Here, the Ordinance provides protection solely for religious institutions. Not only does it provide protection, it shields religious institutions from constitutionally protected criticism. It applies only at "houses of worship." TMC § 9.45.140(b)(1)-(4). It applies only to "religious events." TMC § 9.45.140(b). Wholly absent with this Ordinance is an applicability to a "broad  spectrum of groups," which is "an important index of secular effect." Widmar v. Vincent, 454 U.S. 263, 274 (1981). The only groups receiving the protections of the Ordinance are religious institutions, which violates the Establishment Clause. While religious institutions are entitled to generally applicable protections, they are not entitled to protection from criticism in public places. This case is similar to Texas Monthly v. Bullock, where Texas passed a sales tax exemption for "periodicals published or distributed by a religious faith and consisting wholly of writings promulgating the teaching of the faith." Because that exemption favored exclusively religious institutions, it was invalid. [Footnote: Funeral-picketing ordinances are another good example of the type of a law that has an entirely secular purpose but may incidentally benefit religion. Indeed, a funeral or burial service may be entirely secular and there is no requirement that it be held at any house of worship. Thus, it is likely that such ordinances—unlike the ordinance present here—would comport with the Establishment Clause.]
If there is any doubt that the Ordinance violates the Establishment Clause, that doubt is conclusively resolved by Larkin v. Grendel's Den, Inc., 459 U.S. 116 (1982).
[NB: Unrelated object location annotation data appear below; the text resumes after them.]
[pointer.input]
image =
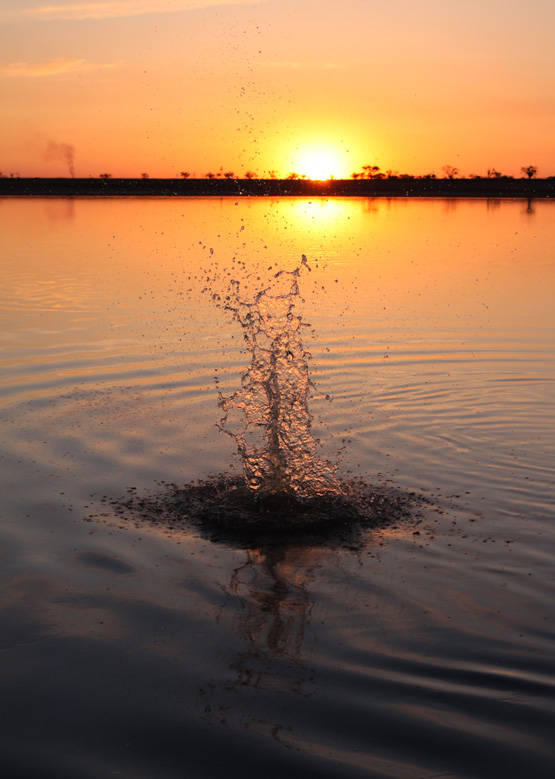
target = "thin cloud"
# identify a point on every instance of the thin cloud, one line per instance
(53, 67)
(111, 9)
As discussed, the Ordinance vests churches with the exclusive ability to decide when the Ordinance is enforced [by announcing in a newspaper when their services are held, including, as in this case, that they are held 15 hours a day seven days a week -EV]. In Larkin, the question presented was: "whether a Massachusetts statute, which vests in the governing bodies of churches and schools the power effectively to veto applications for liquor licenses within a five hundred foot radius of the church or school, violates the Establishment Clause of the First Amendment …." The Court found that it did.
The Court first noted that the statute improperly "delegate[d] to private, nongovernmental entities … a power normally vested in agencies of government." So too here. The function of implementing speech restrictions is normally a power reserved to the state; the Ordinance places that power in the hands of churches. The Ordinance, "by delegating a governmental power to religious institutions, inescapably implicates the Establishment Clause." …
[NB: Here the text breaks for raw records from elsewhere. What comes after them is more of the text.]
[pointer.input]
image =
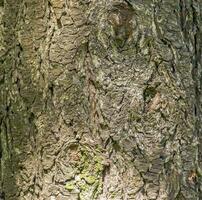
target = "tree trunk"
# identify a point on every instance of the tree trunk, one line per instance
(100, 100)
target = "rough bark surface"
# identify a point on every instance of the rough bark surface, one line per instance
(100, 100)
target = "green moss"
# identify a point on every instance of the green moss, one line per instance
(90, 179)
(149, 93)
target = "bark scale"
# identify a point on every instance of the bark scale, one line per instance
(100, 99)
Even more significantly, if Larkin prohibits church involvement in the regulation of activity that is not constitutionally protected (the issuance of liquor licenses), then churches most assuredly cannot be given full discretion over the regulation of constitutionally protected free-speech rights.
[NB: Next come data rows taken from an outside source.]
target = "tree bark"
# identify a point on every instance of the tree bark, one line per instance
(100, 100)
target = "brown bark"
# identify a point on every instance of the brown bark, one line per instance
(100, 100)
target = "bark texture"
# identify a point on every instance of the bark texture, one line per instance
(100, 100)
Houses of worship—and only houses of worship—benefit from the protections of the Ordinance entirely at their own discretion, and the Ordinance shields those institutions from criticism in public areas. Because the Ordinance therefore violates the Establishment Clause, it should be invalidated as unconstitutional, and the Defendants' motion to dismiss should be granted.
We look forward to seeing what the court decides.